Mothers and other parental partners are healthier and happier when fathers are very engaged with their children. Men who care for and support their children also benefit – with a better self-image, purpose in life and relationships. And communities gain confidence and security through the relationships established when fathers positively participate in their children’s activities, education and social networks.

Valuing Caregivers

How can American society ensure that healthy competition, emotional openness, and respect for women are prevalent among future generations of men and fathers? Part of the answer is to value a loving and supportive fatherhood.

It means more support for fathers in workplaces, public policies and institutions. Paid family leave, flexible working arrangements and integrating fathers into antenatal and postnatal care are all effective ways to encourage fathers to become more involved.

Many fathers have increased their share of childcare duties during the COVID-19 pandemic. These changes can become permanent, ultimately altering cultural values ​​around parenthood and gender roles.

Society also needs to provide clearer messages to fathers about what works and what doesn’t in parenthood. For example, my colleagues and I have shown that men who think they should be foster parents are more involved in their children’s lives. Fathers who demonstrate healthy masculine traits like assertiveness and a strong goal orientation also tend to be sensitive and committed parents.
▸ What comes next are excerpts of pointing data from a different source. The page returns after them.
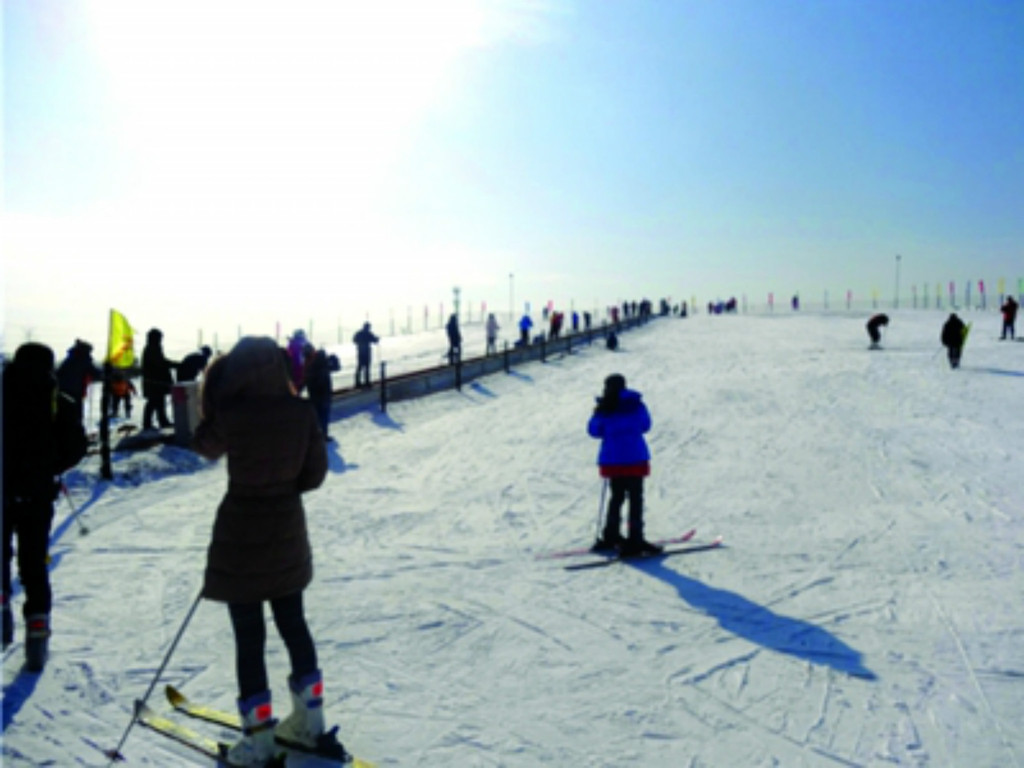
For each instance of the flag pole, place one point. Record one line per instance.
(105, 471)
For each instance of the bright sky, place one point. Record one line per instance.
(204, 165)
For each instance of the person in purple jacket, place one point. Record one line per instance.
(620, 421)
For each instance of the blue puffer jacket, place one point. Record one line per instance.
(622, 431)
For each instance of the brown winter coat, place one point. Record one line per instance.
(275, 451)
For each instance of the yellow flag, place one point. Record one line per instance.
(120, 345)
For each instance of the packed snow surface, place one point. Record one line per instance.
(865, 609)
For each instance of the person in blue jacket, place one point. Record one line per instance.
(620, 421)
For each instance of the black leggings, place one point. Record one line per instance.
(250, 641)
(30, 520)
(621, 488)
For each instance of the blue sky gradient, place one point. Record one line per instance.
(271, 162)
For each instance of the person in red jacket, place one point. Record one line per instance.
(620, 421)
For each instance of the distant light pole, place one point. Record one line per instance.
(896, 297)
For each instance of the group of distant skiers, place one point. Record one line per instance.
(954, 333)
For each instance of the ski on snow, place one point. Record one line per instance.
(590, 551)
(600, 563)
(332, 752)
(210, 748)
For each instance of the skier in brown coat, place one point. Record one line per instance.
(260, 547)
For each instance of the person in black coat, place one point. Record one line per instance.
(455, 339)
(157, 380)
(317, 378)
(77, 372)
(952, 339)
(872, 329)
(42, 437)
(363, 340)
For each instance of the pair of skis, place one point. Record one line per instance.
(329, 752)
(601, 559)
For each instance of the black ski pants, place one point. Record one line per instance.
(30, 520)
(250, 641)
(156, 407)
(363, 372)
(623, 487)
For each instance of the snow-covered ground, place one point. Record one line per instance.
(866, 610)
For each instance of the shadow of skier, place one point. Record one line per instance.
(757, 624)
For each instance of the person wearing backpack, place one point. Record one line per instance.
(42, 437)
(621, 419)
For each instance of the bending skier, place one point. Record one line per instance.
(872, 329)
(620, 421)
(260, 547)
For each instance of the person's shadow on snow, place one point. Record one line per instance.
(759, 625)
(335, 461)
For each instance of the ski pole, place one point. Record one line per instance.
(82, 528)
(600, 508)
(115, 754)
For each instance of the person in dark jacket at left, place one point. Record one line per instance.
(952, 339)
(157, 380)
(455, 339)
(620, 421)
(259, 551)
(77, 372)
(42, 437)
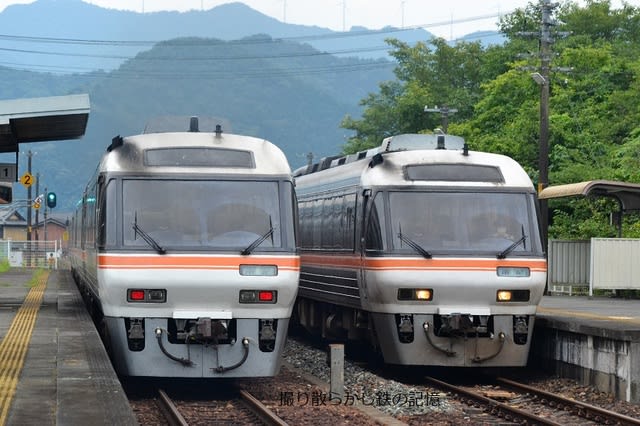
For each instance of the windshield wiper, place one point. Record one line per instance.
(257, 242)
(146, 237)
(417, 247)
(511, 248)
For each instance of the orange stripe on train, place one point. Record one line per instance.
(194, 262)
(390, 263)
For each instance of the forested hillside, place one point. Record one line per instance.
(594, 108)
(283, 91)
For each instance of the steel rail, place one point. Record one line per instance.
(587, 411)
(170, 410)
(261, 410)
(499, 406)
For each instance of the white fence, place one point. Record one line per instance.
(31, 254)
(601, 263)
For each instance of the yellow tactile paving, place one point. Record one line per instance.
(13, 348)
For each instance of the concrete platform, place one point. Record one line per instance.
(67, 378)
(593, 340)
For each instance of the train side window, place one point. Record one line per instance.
(375, 228)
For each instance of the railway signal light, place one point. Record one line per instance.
(51, 199)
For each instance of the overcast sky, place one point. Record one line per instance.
(448, 19)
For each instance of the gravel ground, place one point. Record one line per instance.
(421, 405)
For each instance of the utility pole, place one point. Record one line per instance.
(444, 114)
(37, 210)
(29, 197)
(544, 83)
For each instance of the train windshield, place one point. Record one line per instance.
(461, 222)
(166, 214)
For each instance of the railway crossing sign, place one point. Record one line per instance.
(27, 179)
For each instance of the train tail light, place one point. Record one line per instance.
(139, 295)
(258, 296)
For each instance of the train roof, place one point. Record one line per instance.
(417, 160)
(199, 152)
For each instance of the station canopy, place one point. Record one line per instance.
(42, 119)
(627, 194)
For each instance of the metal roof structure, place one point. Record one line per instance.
(42, 119)
(627, 194)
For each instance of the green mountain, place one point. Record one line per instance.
(284, 91)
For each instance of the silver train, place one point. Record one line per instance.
(184, 247)
(429, 252)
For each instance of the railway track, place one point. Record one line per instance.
(524, 404)
(238, 407)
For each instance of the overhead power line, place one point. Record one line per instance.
(332, 35)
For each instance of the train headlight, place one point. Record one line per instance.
(504, 296)
(415, 294)
(259, 270)
(258, 296)
(512, 296)
(146, 295)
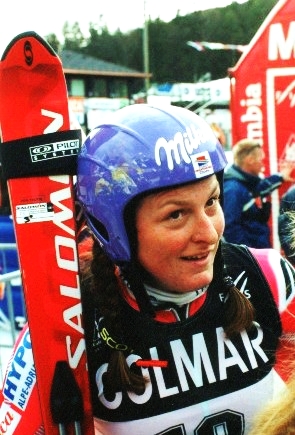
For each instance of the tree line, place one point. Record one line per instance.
(171, 59)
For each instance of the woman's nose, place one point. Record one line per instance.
(204, 230)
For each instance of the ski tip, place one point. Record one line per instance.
(25, 35)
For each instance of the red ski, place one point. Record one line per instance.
(39, 159)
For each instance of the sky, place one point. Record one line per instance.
(17, 16)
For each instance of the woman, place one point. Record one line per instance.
(173, 345)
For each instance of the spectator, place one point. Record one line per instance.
(247, 195)
(286, 224)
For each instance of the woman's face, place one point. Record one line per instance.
(178, 235)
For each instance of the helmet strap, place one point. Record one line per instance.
(139, 291)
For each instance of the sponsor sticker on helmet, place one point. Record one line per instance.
(202, 164)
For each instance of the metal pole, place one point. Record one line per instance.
(146, 48)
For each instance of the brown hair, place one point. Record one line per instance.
(106, 295)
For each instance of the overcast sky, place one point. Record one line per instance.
(44, 17)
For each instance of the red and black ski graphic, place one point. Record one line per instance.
(39, 160)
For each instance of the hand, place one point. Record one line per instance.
(286, 167)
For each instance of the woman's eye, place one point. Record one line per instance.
(176, 214)
(212, 201)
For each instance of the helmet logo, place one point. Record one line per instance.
(182, 146)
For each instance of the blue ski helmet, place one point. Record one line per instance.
(139, 149)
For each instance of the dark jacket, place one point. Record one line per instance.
(286, 232)
(247, 207)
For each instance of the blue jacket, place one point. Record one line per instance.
(285, 230)
(247, 207)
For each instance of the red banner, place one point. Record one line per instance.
(263, 93)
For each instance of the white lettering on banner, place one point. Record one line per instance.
(279, 46)
(182, 145)
(193, 369)
(67, 259)
(253, 116)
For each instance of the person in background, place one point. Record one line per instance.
(278, 415)
(182, 329)
(247, 205)
(286, 224)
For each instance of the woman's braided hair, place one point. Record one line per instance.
(98, 272)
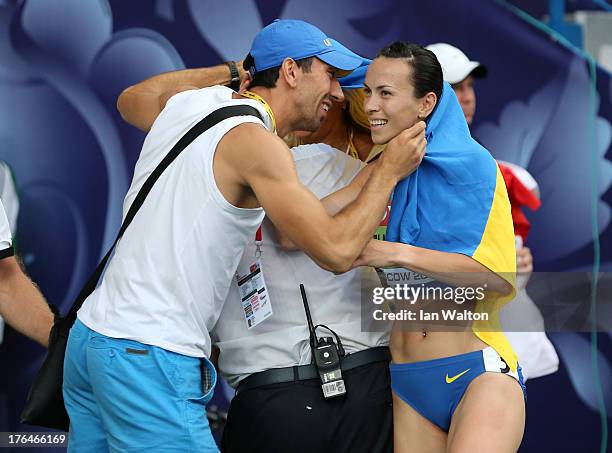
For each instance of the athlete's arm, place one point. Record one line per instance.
(450, 268)
(338, 200)
(333, 242)
(21, 304)
(140, 104)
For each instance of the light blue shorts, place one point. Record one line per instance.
(125, 396)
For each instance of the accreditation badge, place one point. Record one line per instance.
(253, 292)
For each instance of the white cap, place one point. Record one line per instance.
(456, 66)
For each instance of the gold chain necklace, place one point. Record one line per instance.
(258, 98)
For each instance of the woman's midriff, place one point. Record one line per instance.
(409, 347)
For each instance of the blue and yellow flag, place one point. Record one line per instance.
(456, 201)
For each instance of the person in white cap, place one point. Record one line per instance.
(536, 353)
(460, 72)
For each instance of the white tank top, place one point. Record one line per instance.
(334, 300)
(169, 276)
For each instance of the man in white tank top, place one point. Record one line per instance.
(132, 370)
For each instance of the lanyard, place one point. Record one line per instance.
(258, 242)
(256, 97)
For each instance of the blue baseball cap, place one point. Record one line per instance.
(356, 78)
(297, 39)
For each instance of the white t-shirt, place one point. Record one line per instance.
(168, 278)
(334, 300)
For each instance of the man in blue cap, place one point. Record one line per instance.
(132, 370)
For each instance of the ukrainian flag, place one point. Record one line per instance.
(456, 201)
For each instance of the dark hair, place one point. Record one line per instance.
(426, 69)
(268, 77)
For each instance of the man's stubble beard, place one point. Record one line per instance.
(308, 119)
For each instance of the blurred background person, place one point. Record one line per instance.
(535, 351)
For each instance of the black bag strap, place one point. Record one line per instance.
(202, 126)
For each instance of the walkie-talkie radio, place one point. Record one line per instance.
(326, 355)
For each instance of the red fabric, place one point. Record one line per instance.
(519, 196)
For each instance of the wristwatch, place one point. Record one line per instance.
(234, 74)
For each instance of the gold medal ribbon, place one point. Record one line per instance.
(256, 97)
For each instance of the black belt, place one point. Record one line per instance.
(305, 372)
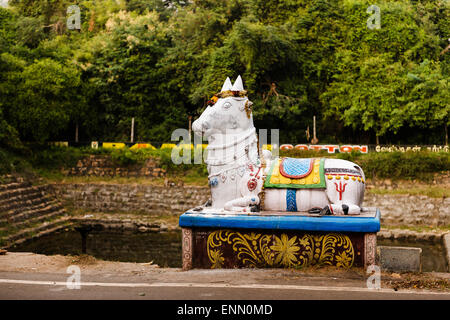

So, there are many paths to transformative fatherhood. And that’s not just behavior for biological fathers. Fatherhood is broadly defined and people often look to non-biological father figures like parents, stepfathers, foster fathers, and independent mentors.

All men who support and care for children have a vital role to play in instilling positive social values ​​in future generations.

This article is republished from The Conversation under a Creative Commons license. Read the original article.